Within the UK, for instance, it’s estimated that about 10,000 males are overdiagnosed with prostate most cancers yearly, exposing them to potential unintended effects of therapy with out receiving any profit.
Given this uncertainty, virtually all excessive revenue nations have opted for PSA testing primarily based on shared decision-making.
However the authors argue that counting on shared decision-making to information PSA testing has led to excessive charges of PSA testing significantly in older males, who’re almost definitely to be harmed by screening and least more likely to profit. The shared decision-making strategy additionally displays and reproduces well being inequities. For instance, in Canada and the US, PSA testing is much less frequent in folks from ethnic minorities, whereas within the UK and Switzerland, charges of PSA testing are decrease in economically disadvantaged areas.

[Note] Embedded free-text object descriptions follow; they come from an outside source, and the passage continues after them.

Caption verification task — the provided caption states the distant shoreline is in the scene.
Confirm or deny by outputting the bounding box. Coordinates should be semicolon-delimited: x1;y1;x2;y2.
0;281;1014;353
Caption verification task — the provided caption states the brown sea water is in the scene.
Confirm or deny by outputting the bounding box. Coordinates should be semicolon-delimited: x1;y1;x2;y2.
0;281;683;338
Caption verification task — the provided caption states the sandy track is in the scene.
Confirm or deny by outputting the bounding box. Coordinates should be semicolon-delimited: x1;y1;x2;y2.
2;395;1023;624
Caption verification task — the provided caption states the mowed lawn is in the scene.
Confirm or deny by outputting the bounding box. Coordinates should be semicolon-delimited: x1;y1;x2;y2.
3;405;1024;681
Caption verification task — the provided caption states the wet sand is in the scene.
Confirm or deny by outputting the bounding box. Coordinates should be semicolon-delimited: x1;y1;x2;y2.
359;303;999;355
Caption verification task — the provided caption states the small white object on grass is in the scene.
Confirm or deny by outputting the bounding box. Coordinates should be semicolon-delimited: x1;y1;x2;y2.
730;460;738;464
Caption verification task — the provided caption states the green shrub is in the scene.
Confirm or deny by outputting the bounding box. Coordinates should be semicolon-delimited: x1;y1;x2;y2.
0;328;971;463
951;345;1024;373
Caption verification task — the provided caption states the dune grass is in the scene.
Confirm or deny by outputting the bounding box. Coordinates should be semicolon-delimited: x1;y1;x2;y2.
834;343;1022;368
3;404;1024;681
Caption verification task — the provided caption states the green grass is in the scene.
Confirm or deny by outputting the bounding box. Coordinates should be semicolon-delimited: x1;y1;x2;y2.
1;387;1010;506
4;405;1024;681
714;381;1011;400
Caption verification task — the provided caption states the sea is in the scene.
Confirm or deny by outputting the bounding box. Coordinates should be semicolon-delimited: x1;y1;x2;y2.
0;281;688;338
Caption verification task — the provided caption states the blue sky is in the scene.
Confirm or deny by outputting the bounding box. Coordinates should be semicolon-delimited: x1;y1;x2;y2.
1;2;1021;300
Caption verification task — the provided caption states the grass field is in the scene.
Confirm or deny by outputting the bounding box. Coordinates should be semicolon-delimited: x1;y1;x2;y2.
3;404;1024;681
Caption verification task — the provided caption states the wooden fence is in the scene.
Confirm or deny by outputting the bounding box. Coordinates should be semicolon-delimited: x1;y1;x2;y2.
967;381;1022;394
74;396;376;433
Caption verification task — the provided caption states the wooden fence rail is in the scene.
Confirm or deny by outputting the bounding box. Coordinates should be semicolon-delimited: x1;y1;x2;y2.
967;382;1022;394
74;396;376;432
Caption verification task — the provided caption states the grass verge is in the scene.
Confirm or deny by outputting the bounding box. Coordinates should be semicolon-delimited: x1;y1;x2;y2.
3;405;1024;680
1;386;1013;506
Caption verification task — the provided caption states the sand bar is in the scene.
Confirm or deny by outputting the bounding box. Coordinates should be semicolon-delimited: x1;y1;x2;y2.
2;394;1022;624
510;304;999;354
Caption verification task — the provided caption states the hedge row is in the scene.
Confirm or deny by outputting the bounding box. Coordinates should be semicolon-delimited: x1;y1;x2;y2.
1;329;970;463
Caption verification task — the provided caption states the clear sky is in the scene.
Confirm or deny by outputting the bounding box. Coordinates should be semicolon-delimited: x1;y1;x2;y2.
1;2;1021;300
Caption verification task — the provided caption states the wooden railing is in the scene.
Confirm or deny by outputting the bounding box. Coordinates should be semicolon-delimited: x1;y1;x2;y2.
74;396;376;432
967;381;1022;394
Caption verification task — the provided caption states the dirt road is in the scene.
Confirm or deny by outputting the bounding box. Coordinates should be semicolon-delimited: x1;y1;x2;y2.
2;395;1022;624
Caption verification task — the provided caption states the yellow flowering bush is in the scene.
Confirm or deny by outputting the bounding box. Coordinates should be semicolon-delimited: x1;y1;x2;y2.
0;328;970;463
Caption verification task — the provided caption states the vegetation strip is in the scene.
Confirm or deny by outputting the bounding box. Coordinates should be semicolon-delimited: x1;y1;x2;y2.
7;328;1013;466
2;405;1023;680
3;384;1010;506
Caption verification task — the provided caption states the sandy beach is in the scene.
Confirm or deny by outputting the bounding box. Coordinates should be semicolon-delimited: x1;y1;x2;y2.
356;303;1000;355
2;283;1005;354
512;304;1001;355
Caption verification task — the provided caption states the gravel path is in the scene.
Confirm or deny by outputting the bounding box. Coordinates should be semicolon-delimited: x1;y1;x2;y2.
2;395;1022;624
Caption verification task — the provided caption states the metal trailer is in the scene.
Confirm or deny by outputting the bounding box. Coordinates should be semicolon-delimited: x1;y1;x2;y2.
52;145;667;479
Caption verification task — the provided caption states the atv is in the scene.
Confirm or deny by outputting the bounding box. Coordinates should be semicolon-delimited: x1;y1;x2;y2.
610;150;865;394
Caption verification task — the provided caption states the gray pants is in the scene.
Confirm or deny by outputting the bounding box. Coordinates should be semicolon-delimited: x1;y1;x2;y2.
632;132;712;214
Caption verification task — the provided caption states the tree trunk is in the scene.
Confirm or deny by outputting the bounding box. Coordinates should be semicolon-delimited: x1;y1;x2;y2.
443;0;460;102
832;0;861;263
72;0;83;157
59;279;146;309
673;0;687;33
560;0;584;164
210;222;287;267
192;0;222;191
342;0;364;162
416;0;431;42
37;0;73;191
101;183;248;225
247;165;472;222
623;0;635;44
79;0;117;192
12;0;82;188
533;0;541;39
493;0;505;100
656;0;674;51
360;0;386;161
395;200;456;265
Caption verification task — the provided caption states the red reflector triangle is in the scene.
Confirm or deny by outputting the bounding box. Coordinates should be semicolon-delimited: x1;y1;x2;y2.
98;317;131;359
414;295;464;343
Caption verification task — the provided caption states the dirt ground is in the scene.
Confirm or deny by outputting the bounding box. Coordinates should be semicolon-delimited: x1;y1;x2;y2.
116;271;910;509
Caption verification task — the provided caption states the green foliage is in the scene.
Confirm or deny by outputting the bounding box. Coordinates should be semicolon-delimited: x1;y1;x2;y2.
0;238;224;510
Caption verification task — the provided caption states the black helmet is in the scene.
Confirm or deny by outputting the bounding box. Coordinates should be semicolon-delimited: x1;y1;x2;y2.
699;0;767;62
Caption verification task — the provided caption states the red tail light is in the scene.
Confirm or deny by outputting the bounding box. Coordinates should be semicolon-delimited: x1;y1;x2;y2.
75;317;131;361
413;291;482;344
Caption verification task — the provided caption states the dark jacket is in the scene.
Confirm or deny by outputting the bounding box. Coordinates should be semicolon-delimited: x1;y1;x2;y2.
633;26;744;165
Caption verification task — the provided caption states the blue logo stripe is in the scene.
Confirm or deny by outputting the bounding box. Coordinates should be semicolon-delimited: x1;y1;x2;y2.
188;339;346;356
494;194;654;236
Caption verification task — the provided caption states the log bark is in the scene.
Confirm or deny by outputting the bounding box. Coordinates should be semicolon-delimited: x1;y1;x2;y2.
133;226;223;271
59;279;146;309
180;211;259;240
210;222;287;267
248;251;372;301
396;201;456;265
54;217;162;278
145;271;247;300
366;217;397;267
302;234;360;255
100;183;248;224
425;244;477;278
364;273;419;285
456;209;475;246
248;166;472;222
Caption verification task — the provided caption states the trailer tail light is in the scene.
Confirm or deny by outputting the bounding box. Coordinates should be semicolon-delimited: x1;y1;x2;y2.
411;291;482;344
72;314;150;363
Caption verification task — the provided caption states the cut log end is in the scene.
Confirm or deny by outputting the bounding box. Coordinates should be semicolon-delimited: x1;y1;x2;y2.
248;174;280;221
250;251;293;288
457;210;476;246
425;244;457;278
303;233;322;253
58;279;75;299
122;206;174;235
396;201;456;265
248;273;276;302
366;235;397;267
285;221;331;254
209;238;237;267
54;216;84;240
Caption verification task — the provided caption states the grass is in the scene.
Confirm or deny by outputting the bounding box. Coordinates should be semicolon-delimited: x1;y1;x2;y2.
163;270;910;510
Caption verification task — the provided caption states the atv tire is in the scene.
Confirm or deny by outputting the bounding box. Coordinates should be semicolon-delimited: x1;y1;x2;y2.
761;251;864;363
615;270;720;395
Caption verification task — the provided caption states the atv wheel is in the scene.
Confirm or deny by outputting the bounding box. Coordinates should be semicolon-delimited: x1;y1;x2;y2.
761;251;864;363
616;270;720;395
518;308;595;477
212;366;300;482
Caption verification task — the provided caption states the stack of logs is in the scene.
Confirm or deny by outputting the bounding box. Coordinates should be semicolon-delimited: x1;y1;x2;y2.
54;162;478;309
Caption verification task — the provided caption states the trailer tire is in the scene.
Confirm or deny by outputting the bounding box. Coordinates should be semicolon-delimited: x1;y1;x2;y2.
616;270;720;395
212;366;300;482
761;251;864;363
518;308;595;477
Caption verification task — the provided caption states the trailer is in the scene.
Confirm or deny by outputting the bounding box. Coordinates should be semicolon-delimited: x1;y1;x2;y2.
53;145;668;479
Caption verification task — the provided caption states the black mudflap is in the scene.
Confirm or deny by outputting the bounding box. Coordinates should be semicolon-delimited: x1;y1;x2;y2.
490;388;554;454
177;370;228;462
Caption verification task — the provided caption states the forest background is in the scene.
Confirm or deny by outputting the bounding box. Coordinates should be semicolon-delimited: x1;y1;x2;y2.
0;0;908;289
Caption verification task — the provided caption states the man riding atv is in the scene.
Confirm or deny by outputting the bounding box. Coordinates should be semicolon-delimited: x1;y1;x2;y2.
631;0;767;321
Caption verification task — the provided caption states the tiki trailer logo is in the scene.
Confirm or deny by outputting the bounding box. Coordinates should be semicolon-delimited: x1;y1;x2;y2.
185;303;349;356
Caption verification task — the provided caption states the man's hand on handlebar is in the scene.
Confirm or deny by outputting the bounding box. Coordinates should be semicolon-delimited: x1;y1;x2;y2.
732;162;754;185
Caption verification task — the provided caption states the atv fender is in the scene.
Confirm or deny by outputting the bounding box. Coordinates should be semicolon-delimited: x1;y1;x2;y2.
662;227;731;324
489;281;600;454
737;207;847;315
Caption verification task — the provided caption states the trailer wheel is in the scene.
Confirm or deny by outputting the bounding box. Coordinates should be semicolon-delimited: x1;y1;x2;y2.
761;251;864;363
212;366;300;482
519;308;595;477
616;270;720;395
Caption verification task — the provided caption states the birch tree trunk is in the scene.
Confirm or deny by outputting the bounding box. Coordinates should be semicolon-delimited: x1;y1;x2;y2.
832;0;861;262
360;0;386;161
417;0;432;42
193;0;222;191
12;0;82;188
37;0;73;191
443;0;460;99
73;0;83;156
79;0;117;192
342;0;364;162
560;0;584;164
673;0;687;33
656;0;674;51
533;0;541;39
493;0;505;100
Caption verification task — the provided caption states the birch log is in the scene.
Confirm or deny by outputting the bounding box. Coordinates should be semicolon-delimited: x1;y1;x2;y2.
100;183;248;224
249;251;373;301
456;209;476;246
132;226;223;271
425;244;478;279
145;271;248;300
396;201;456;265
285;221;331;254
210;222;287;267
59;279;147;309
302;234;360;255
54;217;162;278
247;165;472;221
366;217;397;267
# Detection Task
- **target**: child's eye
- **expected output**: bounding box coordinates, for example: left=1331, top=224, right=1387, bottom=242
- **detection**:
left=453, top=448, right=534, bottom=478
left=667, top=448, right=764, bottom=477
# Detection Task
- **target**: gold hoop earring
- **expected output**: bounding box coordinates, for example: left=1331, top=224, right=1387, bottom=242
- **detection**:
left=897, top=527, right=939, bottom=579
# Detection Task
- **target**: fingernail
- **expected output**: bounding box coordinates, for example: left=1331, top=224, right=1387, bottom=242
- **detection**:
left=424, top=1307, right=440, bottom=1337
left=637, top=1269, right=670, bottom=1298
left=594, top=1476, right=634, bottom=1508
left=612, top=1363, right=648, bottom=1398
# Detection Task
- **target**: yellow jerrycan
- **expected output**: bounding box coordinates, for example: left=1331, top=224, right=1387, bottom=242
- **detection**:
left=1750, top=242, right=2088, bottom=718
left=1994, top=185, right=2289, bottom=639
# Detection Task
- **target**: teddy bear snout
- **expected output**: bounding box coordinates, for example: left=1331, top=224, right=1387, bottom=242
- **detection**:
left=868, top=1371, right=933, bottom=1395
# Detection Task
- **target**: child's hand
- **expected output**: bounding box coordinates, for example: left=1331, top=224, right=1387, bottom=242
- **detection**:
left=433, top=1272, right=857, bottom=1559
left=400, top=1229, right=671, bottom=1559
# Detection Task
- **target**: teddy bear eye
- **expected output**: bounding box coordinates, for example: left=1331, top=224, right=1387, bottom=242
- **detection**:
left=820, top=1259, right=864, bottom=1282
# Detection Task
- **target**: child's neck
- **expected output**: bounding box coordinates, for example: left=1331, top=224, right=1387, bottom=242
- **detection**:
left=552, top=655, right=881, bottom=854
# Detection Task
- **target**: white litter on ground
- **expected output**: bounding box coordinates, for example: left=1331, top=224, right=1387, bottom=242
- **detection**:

In distinction, they are saying implementing a complete, threat primarily based prostate most cancers early detection programme that rigorously manages not simply testing, but additionally biopsy and subsequent therapy, might considerably cut back the harms of overdiagnosis and overtreatment which have accompanied PSA-based screening.
Alternatively, they counsel limiting PSA testing to males with signs, with attainable exceptions for a small variety of males at excessive threat, however they acknowledge that such insurance policies are largely untested and would require additional analysis.
“Though we imagine that early detection of prostate most cancers ought to contain shared determination making, the present strategy of figuring out testing by shared determination making has resulted within the worst attainable sensible final result of excessive ranges of PSA testing and medical hurt, with minimal profit and inequity,” they write.
“To make higher use of PSA testing, coverage makers ought to select between a complete, threat tailored strategy that’s particularly designed to cut back overdiagnosis and overtreatment, or limiting PSA testing to folks referred to urologists with signs,” they clarify.
“That selection might want to keep in mind wider affected person and public perspective, in addition to well being financial issues,” they conclude.
Is the UK actually able to roll out prostate most cancers screening, asks a linked characteristic? It describes how proponents and constructive information protection counsel a nationwide programme is “in pipeline” – however finds uncertainty, controversy, and a necessity for extra proof.
Vickers, A., et al. (2023) Present insurance policies on early detection of prostate most cancers create overdiagnosis and inequity with minimal profit. The BMJ. doi.org/10.1136/bmj-2022-071082.